Multiplex flow cytometry
The cytokine levels in brain tissue and cerebrospinal fluid (CSF) samples of patients were quantified by AimPlex Human Multiple Immunoassays kits (Beijing Quantobio Biotechnology Co., China). Briefly, antigen was incubated with capture antibody conjugated beads, then with biotinylated detection antibodies, and finally with streptavidin-PE successively. Fluorescence signals of the sample were acquired by a flow cytometer (NovoCyte D1040) and levels of cytokines were analyzed with FCAP Array 3.0.
Statistical analysis
For the scoring data obtained from IHC image, Mann–Whitney U test and Spearman's rank correlation coefficient was used to compare the difference and determine the correlation respectively. For analysis involving cumulative viral score or MRI score, Student’s t-test and Spearman's rank correlation coefficient was used to compare the difference and determine the correlation respectively. For data from multiplex flow cytometry, Student’s t-test and Pearson correlation coefficient was used to compare the difference and determine the correlation respectively. Statistical analysis was performed using SPSS 23.0 software. P-values < 0.05 were considered statistically significant.
Discussion
Recently, increasing evidence has revealed the crucial role of the immune process in RE pathogenesis, but the primary cause that initiates immunity remains to be elucidated. In this study, we demonstrated that HHV antigens were prevalent in both RE and TLE patients. However, these two diseases displayed distinct patterns with respect to the status of infiltrated cytotoxic T cells, the production of cytokines, the polarization of microglia and the activation of DNA sensors, indicating that different immune responses to HHV infection occurred in RE and TLE cases.
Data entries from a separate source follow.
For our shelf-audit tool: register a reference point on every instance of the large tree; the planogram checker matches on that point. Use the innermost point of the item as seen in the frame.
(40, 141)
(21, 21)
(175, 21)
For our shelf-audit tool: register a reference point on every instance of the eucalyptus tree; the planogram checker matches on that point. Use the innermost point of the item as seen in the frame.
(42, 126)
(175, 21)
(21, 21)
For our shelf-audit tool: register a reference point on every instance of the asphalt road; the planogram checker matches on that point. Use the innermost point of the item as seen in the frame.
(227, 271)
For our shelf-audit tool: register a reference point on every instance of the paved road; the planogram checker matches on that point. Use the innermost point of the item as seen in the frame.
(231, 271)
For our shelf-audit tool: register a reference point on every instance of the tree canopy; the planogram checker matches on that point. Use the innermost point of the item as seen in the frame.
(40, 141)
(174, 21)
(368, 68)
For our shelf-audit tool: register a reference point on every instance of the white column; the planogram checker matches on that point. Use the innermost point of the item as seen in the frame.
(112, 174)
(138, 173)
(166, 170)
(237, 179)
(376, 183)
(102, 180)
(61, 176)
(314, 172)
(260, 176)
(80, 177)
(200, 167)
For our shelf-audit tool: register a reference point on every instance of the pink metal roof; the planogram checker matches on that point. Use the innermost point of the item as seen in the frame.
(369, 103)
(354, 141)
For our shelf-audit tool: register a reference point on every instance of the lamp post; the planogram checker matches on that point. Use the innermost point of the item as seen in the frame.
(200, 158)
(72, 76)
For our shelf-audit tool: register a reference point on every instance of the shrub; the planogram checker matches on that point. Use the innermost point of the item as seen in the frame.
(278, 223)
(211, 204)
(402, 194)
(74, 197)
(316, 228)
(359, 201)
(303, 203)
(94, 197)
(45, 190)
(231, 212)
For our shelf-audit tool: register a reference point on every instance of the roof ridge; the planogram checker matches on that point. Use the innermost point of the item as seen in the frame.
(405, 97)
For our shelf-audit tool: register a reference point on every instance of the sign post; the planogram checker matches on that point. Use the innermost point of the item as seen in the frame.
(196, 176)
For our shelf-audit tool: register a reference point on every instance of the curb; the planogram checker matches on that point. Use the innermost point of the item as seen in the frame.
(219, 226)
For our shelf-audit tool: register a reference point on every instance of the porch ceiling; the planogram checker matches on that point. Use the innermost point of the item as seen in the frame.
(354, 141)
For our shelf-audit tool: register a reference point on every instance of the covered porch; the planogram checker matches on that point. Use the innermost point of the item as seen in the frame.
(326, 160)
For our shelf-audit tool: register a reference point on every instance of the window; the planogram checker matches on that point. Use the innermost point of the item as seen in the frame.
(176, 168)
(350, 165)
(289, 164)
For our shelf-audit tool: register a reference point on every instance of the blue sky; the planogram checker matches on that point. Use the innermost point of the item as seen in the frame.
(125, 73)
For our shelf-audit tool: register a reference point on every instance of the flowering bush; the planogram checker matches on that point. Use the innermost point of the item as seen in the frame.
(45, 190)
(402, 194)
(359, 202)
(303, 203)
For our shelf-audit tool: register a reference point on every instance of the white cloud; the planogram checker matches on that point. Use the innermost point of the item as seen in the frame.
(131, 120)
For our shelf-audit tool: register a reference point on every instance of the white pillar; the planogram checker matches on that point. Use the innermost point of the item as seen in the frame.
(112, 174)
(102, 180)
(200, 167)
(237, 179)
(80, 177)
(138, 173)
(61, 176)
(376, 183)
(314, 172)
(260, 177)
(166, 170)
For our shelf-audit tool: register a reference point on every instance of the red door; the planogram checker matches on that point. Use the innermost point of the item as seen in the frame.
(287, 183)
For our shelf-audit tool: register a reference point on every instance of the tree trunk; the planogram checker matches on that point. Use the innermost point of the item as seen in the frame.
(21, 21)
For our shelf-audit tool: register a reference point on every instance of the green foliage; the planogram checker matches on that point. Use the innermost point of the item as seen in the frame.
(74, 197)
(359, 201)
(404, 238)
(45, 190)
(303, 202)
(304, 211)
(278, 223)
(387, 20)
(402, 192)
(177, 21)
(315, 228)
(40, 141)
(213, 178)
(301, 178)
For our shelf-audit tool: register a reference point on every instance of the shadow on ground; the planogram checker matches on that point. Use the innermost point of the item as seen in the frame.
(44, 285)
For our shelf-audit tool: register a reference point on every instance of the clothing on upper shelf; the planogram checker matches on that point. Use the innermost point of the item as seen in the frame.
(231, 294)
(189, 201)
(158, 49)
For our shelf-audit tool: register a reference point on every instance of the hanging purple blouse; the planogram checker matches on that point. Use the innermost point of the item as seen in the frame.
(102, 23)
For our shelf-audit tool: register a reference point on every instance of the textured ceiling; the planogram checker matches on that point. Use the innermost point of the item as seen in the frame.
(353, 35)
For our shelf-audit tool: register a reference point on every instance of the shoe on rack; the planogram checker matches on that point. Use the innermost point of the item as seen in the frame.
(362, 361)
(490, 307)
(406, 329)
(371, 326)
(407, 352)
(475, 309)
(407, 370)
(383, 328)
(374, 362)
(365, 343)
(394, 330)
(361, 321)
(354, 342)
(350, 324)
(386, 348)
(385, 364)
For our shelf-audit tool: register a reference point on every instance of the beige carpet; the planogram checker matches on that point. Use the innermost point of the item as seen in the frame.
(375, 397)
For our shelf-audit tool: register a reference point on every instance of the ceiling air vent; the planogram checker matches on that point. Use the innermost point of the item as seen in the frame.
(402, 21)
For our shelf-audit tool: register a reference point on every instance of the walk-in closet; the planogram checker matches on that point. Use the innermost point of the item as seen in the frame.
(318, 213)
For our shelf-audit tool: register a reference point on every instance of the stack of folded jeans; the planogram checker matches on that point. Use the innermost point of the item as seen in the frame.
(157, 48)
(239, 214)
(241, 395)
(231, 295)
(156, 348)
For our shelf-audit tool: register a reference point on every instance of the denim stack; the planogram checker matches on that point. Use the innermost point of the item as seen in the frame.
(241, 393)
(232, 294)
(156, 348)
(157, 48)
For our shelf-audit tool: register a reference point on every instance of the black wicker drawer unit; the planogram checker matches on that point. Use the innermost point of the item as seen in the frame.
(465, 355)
In particular, the STING and IFI16 at protein level, as well as the production of IFN-β were lower in RE patients, but the activation of CD8+ T lymphocytes was stronger. This implied that the innate immune response in RE cases was relatively less activated and that the compensating activated cytotoxic T cells inclined to eliminate HHV-infected neural cells. In contrast, a balance between host immunity and HHVs maintained a steady state in the brains of TLE cases. Thus, the brains of RE was continually damaged and developed into a progressive neurological disorder characterized by brain atrophy.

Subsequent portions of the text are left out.